Sequence-to-Sequence Multi-Modal Speech In-Painting
Mahsa Kadkhodaei Elyaderani, Shahram Shirani
TL;DR
This work tackles speech in-painting under long-duration distortions by incorporating visual information from lip movements into a sequence-to-sequence framework. An encoder acts as a lip-reader, converting mouth-region cues into latent representations, while a decoder reconstructs missing audio spectrogram segments conditioned on both visual features and degraded audio, trained end-to-end with a joint loss that combines $loss = \text{MSE} + \lambda \cdot \text{CTC}$. On the Grid Corpus, the approach, particularly the AV-MTL-S2S variant, achieves higher PESQ and STOI compared to audio-only baselines and surpasses or matches prior multi-modal methods for distortions between 300 and 1500 ms, demonstrating the value of visual-audio fusion and multi-task learning in speech in-painting.

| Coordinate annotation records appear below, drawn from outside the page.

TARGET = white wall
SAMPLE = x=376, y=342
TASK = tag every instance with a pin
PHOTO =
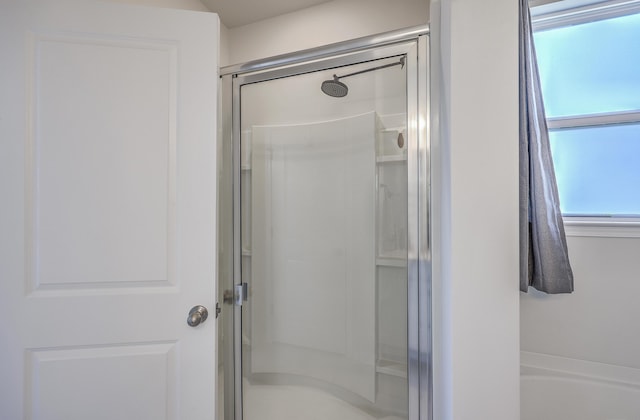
x=194, y=5
x=326, y=23
x=476, y=292
x=170, y=4
x=599, y=321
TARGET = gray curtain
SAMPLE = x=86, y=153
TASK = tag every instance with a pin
x=544, y=261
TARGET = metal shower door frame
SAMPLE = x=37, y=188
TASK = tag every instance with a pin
x=414, y=44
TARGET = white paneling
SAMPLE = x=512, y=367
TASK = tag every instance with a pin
x=90, y=134
x=134, y=376
x=102, y=203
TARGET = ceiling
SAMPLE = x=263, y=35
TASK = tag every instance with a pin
x=235, y=13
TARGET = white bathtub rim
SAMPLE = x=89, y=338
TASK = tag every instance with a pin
x=539, y=366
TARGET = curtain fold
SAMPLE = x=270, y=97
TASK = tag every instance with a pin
x=544, y=260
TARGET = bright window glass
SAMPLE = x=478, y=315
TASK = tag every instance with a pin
x=585, y=70
x=590, y=68
x=598, y=170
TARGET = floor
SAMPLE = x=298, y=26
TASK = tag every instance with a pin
x=281, y=402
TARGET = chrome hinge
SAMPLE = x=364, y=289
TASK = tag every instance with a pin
x=241, y=293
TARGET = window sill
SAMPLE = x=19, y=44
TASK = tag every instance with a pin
x=602, y=227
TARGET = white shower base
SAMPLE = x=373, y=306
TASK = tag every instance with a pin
x=284, y=402
x=557, y=388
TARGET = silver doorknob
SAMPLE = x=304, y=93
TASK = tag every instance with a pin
x=197, y=315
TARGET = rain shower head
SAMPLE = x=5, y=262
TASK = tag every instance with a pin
x=334, y=87
x=337, y=89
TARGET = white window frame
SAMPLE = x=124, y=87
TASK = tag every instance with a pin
x=550, y=14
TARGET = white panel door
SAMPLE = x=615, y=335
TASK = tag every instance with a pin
x=107, y=226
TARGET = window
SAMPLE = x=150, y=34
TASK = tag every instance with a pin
x=589, y=61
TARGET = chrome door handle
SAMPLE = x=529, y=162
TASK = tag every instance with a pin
x=197, y=315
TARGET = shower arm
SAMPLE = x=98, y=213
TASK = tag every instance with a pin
x=401, y=63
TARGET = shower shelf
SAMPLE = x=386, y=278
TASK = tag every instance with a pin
x=391, y=158
x=392, y=368
x=391, y=262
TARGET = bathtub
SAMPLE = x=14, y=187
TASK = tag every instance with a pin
x=558, y=388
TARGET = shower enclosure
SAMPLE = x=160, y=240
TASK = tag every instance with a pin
x=324, y=234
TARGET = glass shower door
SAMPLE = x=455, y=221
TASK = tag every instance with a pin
x=323, y=228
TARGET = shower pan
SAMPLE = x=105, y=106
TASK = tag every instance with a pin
x=325, y=269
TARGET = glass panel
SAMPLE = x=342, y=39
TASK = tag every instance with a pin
x=324, y=240
x=598, y=169
x=590, y=68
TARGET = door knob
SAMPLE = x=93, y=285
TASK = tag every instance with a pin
x=197, y=315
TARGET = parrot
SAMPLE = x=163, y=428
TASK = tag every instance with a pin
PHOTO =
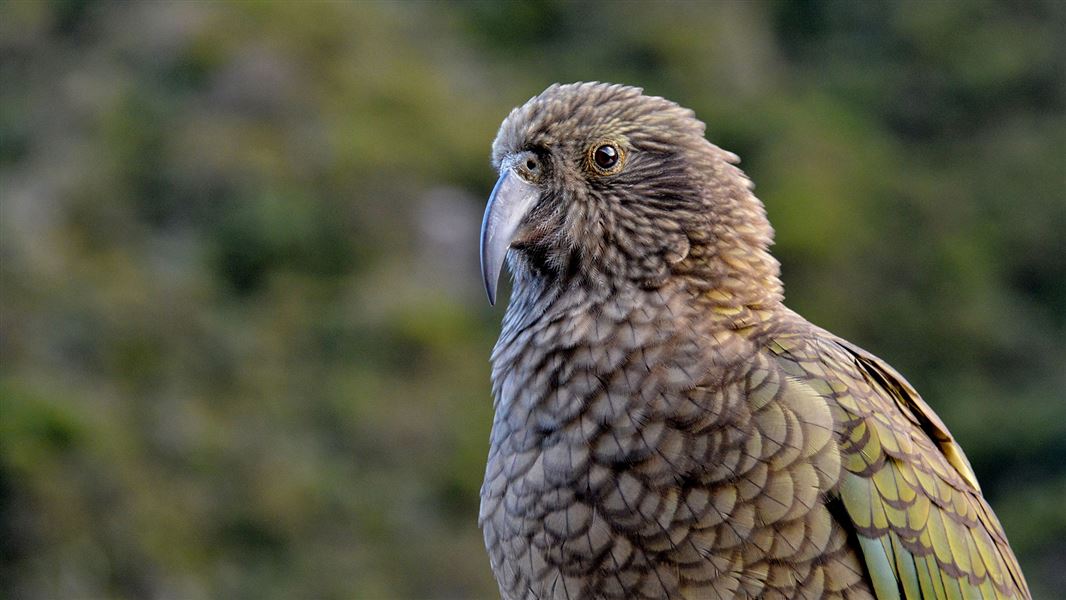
x=664, y=426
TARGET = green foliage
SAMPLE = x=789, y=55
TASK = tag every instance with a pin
x=243, y=347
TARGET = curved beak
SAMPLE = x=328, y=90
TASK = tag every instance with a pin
x=512, y=198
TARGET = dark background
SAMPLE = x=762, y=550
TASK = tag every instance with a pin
x=243, y=338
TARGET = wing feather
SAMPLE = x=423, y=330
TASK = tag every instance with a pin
x=910, y=493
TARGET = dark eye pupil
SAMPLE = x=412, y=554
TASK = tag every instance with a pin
x=606, y=157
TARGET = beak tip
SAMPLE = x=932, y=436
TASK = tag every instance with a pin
x=511, y=198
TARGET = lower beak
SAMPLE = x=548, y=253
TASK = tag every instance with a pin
x=511, y=200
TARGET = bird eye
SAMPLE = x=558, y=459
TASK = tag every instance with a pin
x=606, y=157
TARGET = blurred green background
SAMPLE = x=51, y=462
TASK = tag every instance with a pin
x=243, y=338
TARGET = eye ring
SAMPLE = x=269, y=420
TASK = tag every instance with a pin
x=606, y=158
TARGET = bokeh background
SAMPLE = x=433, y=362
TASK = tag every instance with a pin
x=243, y=338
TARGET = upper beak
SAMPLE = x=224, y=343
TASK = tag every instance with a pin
x=512, y=198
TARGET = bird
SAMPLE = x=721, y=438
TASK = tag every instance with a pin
x=664, y=426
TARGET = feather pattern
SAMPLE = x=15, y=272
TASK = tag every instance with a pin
x=665, y=427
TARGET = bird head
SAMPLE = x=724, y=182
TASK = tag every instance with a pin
x=601, y=184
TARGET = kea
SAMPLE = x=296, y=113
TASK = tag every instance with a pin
x=664, y=425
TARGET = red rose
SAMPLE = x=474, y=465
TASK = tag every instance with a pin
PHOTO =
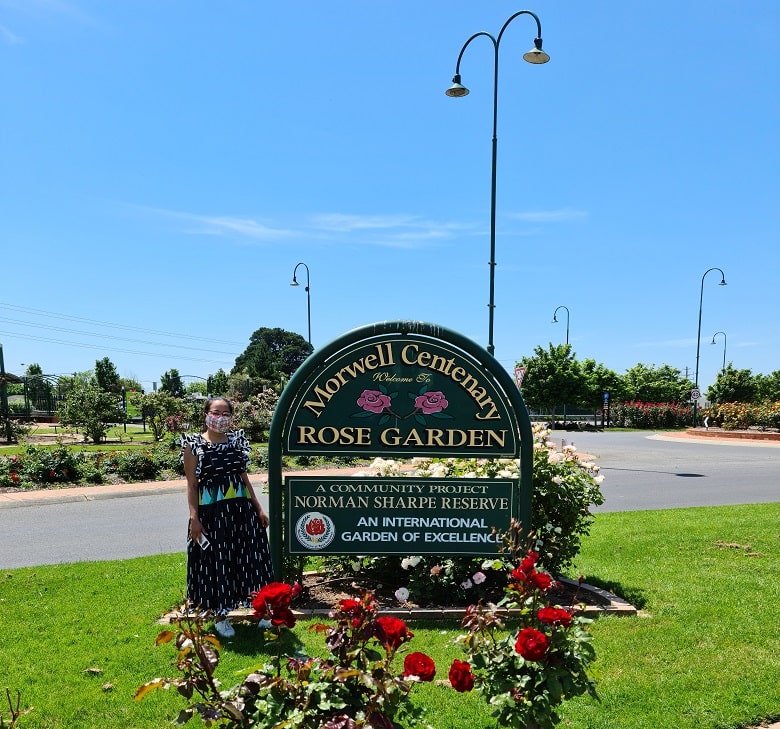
x=373, y=401
x=541, y=580
x=283, y=616
x=420, y=665
x=554, y=616
x=391, y=632
x=461, y=677
x=350, y=606
x=531, y=644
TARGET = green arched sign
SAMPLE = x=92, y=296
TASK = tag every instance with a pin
x=398, y=390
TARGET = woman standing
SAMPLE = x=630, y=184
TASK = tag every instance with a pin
x=227, y=551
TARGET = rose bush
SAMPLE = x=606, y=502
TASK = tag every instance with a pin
x=355, y=686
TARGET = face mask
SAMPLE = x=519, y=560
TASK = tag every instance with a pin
x=218, y=423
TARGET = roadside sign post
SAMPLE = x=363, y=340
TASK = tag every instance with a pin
x=398, y=390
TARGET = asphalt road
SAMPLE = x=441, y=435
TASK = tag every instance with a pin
x=641, y=472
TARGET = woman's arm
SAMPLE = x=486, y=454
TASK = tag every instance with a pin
x=253, y=498
x=190, y=464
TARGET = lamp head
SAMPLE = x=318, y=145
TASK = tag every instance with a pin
x=536, y=54
x=456, y=89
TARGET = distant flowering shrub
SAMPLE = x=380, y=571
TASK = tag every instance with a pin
x=651, y=415
x=741, y=416
x=565, y=486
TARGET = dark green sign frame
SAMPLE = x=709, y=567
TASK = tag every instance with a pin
x=399, y=390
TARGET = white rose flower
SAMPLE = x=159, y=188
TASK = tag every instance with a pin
x=401, y=594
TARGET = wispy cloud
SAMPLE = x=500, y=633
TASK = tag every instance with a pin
x=48, y=8
x=6, y=36
x=548, y=216
x=237, y=228
x=669, y=343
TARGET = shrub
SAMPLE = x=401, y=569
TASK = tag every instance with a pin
x=50, y=465
x=525, y=673
x=741, y=416
x=355, y=686
x=564, y=488
x=254, y=415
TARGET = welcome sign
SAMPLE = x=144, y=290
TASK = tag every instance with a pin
x=402, y=395
x=398, y=390
x=397, y=516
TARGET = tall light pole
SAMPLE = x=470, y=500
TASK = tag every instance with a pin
x=537, y=56
x=294, y=282
x=555, y=320
x=724, y=347
x=698, y=334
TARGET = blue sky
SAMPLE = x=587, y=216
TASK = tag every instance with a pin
x=165, y=166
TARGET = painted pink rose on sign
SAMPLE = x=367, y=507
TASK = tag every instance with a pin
x=431, y=402
x=373, y=401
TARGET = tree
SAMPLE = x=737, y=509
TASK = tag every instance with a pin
x=552, y=377
x=171, y=383
x=598, y=379
x=656, y=384
x=768, y=387
x=90, y=410
x=272, y=353
x=40, y=392
x=733, y=385
x=106, y=376
x=130, y=384
x=219, y=383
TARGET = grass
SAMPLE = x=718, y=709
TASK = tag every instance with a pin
x=703, y=654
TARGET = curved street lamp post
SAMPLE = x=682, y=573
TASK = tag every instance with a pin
x=724, y=347
x=536, y=56
x=294, y=282
x=555, y=320
x=698, y=334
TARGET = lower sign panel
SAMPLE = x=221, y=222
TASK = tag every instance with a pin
x=373, y=516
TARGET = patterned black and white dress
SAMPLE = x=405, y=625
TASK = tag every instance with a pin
x=238, y=562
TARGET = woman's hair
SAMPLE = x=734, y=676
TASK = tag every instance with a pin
x=211, y=400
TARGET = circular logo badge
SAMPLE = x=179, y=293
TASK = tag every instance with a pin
x=315, y=530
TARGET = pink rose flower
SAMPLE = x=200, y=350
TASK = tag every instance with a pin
x=373, y=401
x=431, y=402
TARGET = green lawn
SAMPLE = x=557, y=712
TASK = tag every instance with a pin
x=704, y=653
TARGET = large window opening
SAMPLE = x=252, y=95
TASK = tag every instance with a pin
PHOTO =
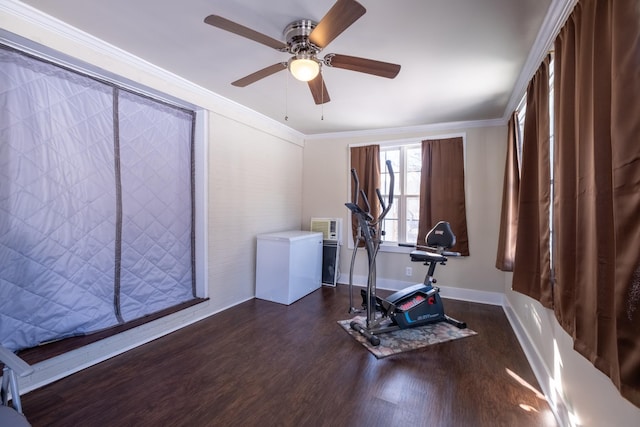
x=97, y=203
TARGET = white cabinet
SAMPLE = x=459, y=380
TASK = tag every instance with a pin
x=288, y=265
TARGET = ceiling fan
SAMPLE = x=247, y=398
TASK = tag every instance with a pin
x=304, y=41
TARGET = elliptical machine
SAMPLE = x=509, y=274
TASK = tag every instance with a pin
x=413, y=306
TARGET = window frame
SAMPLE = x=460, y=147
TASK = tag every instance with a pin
x=392, y=246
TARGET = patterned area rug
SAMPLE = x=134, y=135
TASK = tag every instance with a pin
x=407, y=339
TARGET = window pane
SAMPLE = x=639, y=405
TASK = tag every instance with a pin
x=390, y=223
x=413, y=215
x=394, y=156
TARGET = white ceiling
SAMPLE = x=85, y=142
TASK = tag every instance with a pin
x=461, y=59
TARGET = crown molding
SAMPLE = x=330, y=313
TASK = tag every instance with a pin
x=28, y=29
x=555, y=18
x=421, y=129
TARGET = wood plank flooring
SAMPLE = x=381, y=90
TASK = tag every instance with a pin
x=266, y=364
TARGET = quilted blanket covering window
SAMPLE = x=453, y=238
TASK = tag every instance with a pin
x=96, y=203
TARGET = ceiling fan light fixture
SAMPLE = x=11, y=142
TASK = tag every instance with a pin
x=304, y=67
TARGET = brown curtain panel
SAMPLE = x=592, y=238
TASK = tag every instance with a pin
x=597, y=187
x=442, y=196
x=366, y=162
x=531, y=269
x=510, y=192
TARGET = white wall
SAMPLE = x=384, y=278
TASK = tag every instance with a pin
x=252, y=184
x=326, y=190
x=582, y=395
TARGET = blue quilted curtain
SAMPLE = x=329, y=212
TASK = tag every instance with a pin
x=95, y=203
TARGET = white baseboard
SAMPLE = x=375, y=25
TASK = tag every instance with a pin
x=539, y=367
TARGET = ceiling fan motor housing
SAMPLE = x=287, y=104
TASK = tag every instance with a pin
x=297, y=36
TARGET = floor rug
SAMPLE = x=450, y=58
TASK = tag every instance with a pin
x=407, y=339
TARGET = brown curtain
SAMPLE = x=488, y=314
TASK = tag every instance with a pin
x=531, y=269
x=510, y=191
x=442, y=196
x=597, y=187
x=366, y=162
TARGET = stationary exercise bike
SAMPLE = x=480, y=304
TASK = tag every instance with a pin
x=413, y=306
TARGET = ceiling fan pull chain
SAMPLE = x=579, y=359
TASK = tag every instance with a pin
x=286, y=97
x=322, y=97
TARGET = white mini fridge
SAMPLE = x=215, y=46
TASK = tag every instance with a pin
x=288, y=265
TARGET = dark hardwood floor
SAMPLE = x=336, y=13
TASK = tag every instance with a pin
x=262, y=363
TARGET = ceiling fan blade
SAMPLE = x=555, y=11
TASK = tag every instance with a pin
x=319, y=90
x=362, y=65
x=339, y=18
x=260, y=74
x=241, y=30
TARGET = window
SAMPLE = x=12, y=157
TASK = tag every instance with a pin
x=401, y=224
x=97, y=219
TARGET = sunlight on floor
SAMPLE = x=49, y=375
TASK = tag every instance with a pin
x=548, y=414
x=556, y=390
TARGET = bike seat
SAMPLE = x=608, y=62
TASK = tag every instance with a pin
x=424, y=256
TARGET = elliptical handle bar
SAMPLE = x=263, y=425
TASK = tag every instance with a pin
x=356, y=190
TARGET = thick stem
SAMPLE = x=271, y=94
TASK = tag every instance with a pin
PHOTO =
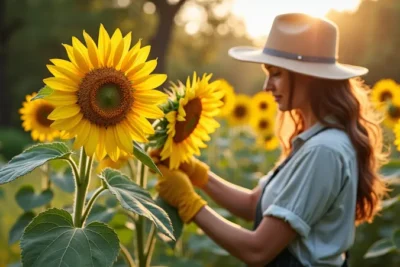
x=150, y=245
x=127, y=256
x=81, y=188
x=140, y=223
x=46, y=182
x=91, y=202
x=140, y=242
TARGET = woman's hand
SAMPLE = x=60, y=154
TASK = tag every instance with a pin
x=176, y=189
x=196, y=170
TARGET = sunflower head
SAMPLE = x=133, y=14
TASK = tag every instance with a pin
x=241, y=112
x=34, y=118
x=189, y=119
x=264, y=103
x=103, y=95
x=383, y=92
x=228, y=99
x=392, y=113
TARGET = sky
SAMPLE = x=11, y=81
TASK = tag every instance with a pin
x=259, y=14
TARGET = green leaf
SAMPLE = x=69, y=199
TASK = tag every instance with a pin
x=136, y=199
x=396, y=238
x=100, y=213
x=45, y=91
x=32, y=158
x=380, y=248
x=175, y=220
x=390, y=202
x=391, y=169
x=64, y=180
x=141, y=155
x=28, y=200
x=52, y=240
x=19, y=226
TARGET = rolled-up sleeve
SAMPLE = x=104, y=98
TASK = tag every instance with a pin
x=312, y=182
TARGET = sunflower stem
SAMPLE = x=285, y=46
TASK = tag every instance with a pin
x=81, y=186
x=89, y=205
x=150, y=245
x=127, y=256
x=46, y=182
x=143, y=259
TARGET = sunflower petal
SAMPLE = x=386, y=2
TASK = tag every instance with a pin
x=61, y=84
x=104, y=46
x=63, y=73
x=64, y=112
x=92, y=50
x=150, y=82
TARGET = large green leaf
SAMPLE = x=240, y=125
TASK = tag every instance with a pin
x=32, y=158
x=380, y=248
x=141, y=155
x=64, y=180
x=52, y=240
x=134, y=198
x=18, y=228
x=28, y=200
x=177, y=223
x=387, y=203
x=100, y=213
x=45, y=91
x=396, y=238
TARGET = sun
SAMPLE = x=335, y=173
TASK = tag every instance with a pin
x=258, y=16
x=103, y=96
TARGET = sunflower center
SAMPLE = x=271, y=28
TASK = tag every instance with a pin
x=42, y=113
x=263, y=124
x=263, y=106
x=386, y=95
x=240, y=111
x=184, y=128
x=105, y=96
x=394, y=112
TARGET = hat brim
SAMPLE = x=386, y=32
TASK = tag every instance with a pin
x=334, y=71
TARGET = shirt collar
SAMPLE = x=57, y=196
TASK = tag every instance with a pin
x=304, y=136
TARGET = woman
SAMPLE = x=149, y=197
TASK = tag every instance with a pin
x=306, y=209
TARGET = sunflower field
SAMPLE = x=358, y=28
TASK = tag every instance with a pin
x=86, y=114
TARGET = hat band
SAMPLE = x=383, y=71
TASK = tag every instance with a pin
x=278, y=53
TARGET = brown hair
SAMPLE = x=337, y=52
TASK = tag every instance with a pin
x=348, y=102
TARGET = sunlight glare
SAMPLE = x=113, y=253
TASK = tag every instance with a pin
x=258, y=16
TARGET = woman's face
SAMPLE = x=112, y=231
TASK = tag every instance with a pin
x=277, y=82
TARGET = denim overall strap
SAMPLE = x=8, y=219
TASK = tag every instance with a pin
x=285, y=258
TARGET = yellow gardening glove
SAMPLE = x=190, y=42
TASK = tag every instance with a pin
x=195, y=169
x=176, y=189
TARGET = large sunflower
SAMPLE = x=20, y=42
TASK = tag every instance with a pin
x=228, y=99
x=383, y=92
x=190, y=123
x=103, y=94
x=264, y=103
x=34, y=118
x=241, y=112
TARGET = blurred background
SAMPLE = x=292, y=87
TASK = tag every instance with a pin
x=187, y=36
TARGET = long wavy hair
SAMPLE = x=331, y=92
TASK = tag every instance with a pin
x=348, y=102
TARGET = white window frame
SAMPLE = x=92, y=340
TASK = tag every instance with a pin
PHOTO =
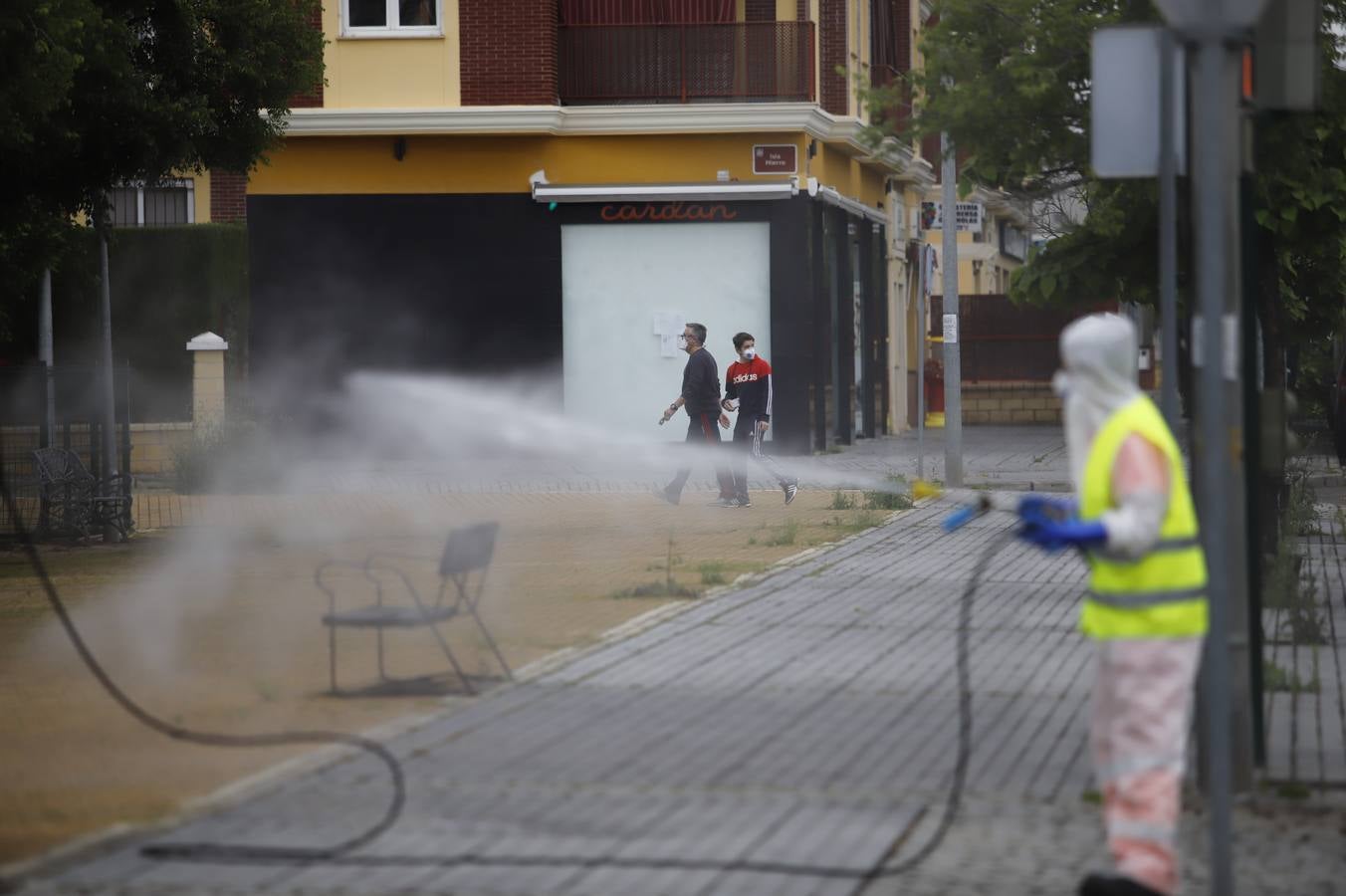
x=138, y=186
x=392, y=11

The results highlight the practical potential of multi-modal speech restoration in communication systems facing transmission or recording impairments, with future work pointing to transformer-based architectures and cross-attention mechanisms to further improve performance and robustness.
Abstract
Speech in-painting is the task of regenerating missing audio contents using reliable context information. Despite various recent studies in multi-modal perception of audio in-painting, there is still a need for an effective infusion of visual and auditory information in speech in-painting. In this paper, we introduce a novel sequence-to-sequence model that leverages the visual information to in-paint audio signals via an encoder-decoder architecture. The encoder plays the role of a lip-reader for facial recordings and the decoder takes both encoder outputs as well as the distorted audio spectrograms to restore the original speech. Our model outperforms an audio-only speech in-painting model and has comparable results with a recent multi-modal speech in-painter in terms of speech quality and intelligibility metrics for distortions of 300 ms to 1500 ms duration, which proves the effectiveness of the introduced multi-modality in speech in-painting.